M9OMS VLDO V2 — Bench Measurements (Dropout, Line/Load Regulation & Thermal Data)
Measured DC and thermal performance of the M9OMS VLDO V2 regulator. This page records hardware results that supplement — and progressively replace — the simulation figures in the main specification table.
Measurements by Stan Dye, KC7XE (June 2026), on a single production-representative V2 board supplied by M9OMS. Method follows Stan’s characterisation of the first M9OMS V1 prototype, shared on the QRP Labs group. Spot-checks at a few operating points by CR7BTQ and M9OMS, on separate same-batch boards in different locations, returned figures consistent with this dataset — indicating the results are representative of the batch rather than a single-unit or single-lab artifact.
Full evaluation by KC7XE downloadable here.

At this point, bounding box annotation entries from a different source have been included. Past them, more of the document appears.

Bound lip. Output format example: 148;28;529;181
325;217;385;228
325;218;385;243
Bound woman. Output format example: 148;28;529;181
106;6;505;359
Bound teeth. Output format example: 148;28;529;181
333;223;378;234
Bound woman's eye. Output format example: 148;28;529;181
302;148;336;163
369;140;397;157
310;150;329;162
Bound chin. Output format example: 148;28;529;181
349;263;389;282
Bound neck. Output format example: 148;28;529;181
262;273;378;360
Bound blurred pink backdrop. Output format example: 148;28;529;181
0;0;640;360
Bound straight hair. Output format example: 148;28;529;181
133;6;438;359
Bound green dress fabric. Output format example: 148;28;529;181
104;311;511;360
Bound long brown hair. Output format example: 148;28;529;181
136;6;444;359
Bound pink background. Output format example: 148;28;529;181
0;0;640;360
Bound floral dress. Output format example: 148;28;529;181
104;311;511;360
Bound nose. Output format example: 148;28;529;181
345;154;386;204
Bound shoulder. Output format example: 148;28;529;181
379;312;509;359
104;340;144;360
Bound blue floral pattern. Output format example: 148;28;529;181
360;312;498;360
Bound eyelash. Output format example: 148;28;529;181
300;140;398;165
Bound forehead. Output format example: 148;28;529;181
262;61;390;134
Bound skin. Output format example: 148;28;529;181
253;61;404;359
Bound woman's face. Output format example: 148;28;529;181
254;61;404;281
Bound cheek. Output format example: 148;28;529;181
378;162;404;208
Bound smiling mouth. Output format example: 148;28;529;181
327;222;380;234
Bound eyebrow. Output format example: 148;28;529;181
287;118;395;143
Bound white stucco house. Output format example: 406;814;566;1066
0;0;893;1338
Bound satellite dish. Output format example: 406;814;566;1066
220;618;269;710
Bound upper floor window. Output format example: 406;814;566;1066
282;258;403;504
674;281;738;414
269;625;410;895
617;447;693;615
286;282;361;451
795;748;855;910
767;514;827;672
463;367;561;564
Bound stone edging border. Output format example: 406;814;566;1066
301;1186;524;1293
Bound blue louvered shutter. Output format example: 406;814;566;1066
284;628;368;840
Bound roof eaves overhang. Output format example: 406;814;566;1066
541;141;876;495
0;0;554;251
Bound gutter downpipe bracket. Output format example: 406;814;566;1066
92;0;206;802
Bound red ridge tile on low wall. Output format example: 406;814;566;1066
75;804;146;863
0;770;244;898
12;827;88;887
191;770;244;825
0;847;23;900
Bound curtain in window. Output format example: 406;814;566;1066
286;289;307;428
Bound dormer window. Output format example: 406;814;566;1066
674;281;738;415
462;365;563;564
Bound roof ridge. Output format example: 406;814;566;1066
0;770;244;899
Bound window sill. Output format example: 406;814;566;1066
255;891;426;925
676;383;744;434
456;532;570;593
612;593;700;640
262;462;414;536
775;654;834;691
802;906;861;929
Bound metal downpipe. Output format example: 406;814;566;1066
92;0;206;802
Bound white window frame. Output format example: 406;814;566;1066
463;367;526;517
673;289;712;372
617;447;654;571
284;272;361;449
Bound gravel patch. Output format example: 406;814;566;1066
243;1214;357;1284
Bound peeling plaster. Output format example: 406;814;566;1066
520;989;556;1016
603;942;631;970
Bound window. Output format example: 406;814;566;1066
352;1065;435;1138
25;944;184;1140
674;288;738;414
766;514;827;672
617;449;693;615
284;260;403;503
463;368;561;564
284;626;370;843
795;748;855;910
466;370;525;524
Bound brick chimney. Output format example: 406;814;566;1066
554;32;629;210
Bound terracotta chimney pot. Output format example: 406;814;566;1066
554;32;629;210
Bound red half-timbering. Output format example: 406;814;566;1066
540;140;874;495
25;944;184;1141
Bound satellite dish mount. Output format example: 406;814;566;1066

Test method and conditions
- All voltages measured at the VLDO board terminals. The supply was raised as load increased to hold Vin at the stated value, removing lead-resistance drop from the results. Repeating these sweeps without compensating for supply-lead drop will give lower apparent Vout at high current.
- Single-sample dataset. The full tabulated sweeps are from one board. Spot-checks on two further same-batch boards (CR7BTQ, M9OMS, different locations) agree with these figures; the board has not been temperature-cycled, so treat the results as representative rather than guaranteed limits.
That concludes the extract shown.